The TSI is especially concerned about UVA protection.
Ms Judith Johnson, TSI's spokeswoman on sun safety, said: "We are increasingly seeing sunscreen manufacturers focus on higher and higher levels of UVB protection, leading consumers to believe they can stay in the sun longer and so increase their exposure to the most harmful UVA rays."
Key recommendations by the TSI
Standard tests for SPF and UVA
Approved test laboratories
Upper SPF limit of 30 or 30+
Best before dates on all products
Clear use and storage instructions
School education campaigns
The TSI plans to present its recommendations to the Department of Trade and Industry and to European commissioners.
Ron Gainsford, chief executive of TSI said: "It is a major concern to us that parents could be unwittingly exposing their children to the risk of sun damage, thinking they are better protected than they actually are.

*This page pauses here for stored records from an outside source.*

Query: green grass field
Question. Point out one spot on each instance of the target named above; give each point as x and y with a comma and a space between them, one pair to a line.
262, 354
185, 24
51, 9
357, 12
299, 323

"Nobody puts sun cream on themselves or their children because it makes them look better - they do it solely for health reasons and this should be reflected in its testing regime and in the legislation governing it.
"It seems crazy that in the UK and Europe sun creams are afforded the same regulatory status as lipsticks," he said.
A spokesperson for the Department of Trade and Industry said: "We will consider supporting a voluntary code of practice to facilitate a single method of testing and clearer labelling.
"We have already discussed sunscreens at European level, and will continue to do so at the next working group meeting in Brussels in July."
Consumer group Which? has carried out its own research and found similar shortfalls.
Nikki Ratcliff, principal health researcher at Which? said: "We support the Trading Standards Institute's call for tougher regulations on sunscreens."